The duties of the county assessor have been historically viewed as fact-finding responsibilities. See B.W. & Leo Harris Co. v. Dakota County, 246 Minn. 20, 25, 74 N.W.2d 111, 114 (1955) (describing assessor’s fact-finding duties of viewing property, determining value, and entering value in assessment books). Classification of properties is a fact-finding process included among the assessment duties of the county assessor and can only be challenged under section 278.01. Summit House Apartment Co. v. Hennepin County, 812 Minn. 358, 362, 253 N.W.2d 127, 129 (1977). Similarly, whether or not a taxpayer receives a tax break based on ownership under Minn.Stat. § 273.13, subd. 24(a) (Supp.1993) is a fact-finding responsibility. The record reflects: (1) in both Hennepin and Dakota Counties, the county assessor is responsible for determining whether a property receives the lower tax rate based on ownership; (2) although the auditor provides the ownership lists, in Hennepin County the lists are updated by the assessor’s office; and (3) in both Hennepin and Dakota Counties, the tax rates based on ownership are applied in the assessment books before they are returned to the county auditor. The county auditor has been given the responsibility of overseeing the assessor’s duties. See MinmStat. §§ 274.05, .09 (1998) (detailing procedure when auditor receives assessment books from assessor, noting that auditor should examine books and correct any errors).
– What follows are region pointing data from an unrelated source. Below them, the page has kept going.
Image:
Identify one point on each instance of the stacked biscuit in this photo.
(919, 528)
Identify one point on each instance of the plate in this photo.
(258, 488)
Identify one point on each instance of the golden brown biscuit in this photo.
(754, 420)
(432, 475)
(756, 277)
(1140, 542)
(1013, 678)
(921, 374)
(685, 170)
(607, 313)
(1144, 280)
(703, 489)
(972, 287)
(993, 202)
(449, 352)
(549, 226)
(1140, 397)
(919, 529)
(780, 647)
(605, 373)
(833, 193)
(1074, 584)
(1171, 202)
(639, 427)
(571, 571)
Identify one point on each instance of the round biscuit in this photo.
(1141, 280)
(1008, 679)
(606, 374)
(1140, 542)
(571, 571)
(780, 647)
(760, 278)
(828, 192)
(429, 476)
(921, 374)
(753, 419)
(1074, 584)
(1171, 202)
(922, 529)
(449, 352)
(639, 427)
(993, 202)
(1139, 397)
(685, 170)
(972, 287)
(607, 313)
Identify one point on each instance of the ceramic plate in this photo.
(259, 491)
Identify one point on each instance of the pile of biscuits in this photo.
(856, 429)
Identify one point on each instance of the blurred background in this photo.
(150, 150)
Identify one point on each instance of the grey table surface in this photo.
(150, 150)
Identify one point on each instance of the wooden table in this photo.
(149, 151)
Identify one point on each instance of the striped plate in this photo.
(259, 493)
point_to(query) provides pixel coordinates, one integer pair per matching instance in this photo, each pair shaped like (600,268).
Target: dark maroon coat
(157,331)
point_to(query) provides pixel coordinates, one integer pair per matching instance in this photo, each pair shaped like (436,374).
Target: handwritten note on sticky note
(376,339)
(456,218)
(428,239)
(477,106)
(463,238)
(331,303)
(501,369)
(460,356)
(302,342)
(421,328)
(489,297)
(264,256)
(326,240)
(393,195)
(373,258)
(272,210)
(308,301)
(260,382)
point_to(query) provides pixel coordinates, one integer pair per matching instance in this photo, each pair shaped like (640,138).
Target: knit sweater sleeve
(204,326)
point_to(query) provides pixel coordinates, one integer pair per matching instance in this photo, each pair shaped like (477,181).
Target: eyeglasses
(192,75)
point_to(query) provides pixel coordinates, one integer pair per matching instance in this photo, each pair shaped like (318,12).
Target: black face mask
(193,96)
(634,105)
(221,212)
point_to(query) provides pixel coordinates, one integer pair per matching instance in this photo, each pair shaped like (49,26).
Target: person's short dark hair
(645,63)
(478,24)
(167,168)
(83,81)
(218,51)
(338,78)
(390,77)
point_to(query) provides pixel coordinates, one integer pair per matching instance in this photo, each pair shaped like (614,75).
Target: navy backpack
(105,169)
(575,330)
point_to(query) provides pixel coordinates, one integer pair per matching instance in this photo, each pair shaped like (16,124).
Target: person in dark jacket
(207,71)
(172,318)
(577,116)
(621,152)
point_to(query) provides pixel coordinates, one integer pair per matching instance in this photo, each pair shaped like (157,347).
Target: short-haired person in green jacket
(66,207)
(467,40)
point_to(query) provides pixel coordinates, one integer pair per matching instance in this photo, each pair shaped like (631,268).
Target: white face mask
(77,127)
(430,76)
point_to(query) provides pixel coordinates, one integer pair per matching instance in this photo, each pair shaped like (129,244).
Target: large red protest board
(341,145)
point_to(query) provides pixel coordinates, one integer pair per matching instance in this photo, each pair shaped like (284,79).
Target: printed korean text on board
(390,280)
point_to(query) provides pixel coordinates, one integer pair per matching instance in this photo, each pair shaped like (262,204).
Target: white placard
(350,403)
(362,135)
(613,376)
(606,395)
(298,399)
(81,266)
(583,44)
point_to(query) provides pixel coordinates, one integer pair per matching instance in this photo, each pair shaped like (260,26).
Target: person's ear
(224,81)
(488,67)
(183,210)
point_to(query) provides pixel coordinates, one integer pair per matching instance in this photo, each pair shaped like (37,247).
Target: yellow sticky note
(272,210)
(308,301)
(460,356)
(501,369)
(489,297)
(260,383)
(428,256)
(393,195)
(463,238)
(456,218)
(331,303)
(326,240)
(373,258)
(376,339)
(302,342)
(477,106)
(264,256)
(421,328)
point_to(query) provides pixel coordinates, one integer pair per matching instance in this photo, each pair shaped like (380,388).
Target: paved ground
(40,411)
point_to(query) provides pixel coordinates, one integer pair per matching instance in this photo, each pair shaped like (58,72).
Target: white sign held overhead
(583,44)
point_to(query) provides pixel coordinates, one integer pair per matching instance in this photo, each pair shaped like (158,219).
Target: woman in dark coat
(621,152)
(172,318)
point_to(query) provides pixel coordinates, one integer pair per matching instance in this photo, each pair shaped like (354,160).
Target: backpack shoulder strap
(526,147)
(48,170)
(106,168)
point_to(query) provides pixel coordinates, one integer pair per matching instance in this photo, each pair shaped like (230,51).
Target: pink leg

But the county assessor makes the initial determination of whether one taxpayer owns multiple properties, and is entitled to a lower tax rate on one of those properties. This fact-finding responsibility is an assessment duty that may only be challenged under section 278.01.

Because I believe section 278.01 is the exclusive remedy by which respondents can challenge the discrepancies in their tax bills, the statute of limitations has passed, and relief is barred. Minn.Stat. § 278.01, subd. 1. As a result, respondents cannot recover under any equitable theories or by abatement. See Rosso v. Village of Brooklyn Center, 214 Minn. 364, 367, 8 N.W.2d 219, 221 (1943) (holding taxpayer cannot maintain suit in equity to enjoin tax collection when an adequate remedy at law exists).

. Although the Hennepin County and Dakota County complaints were filed in different years, I will use the 1998 statute because it does not substantially change this analysis.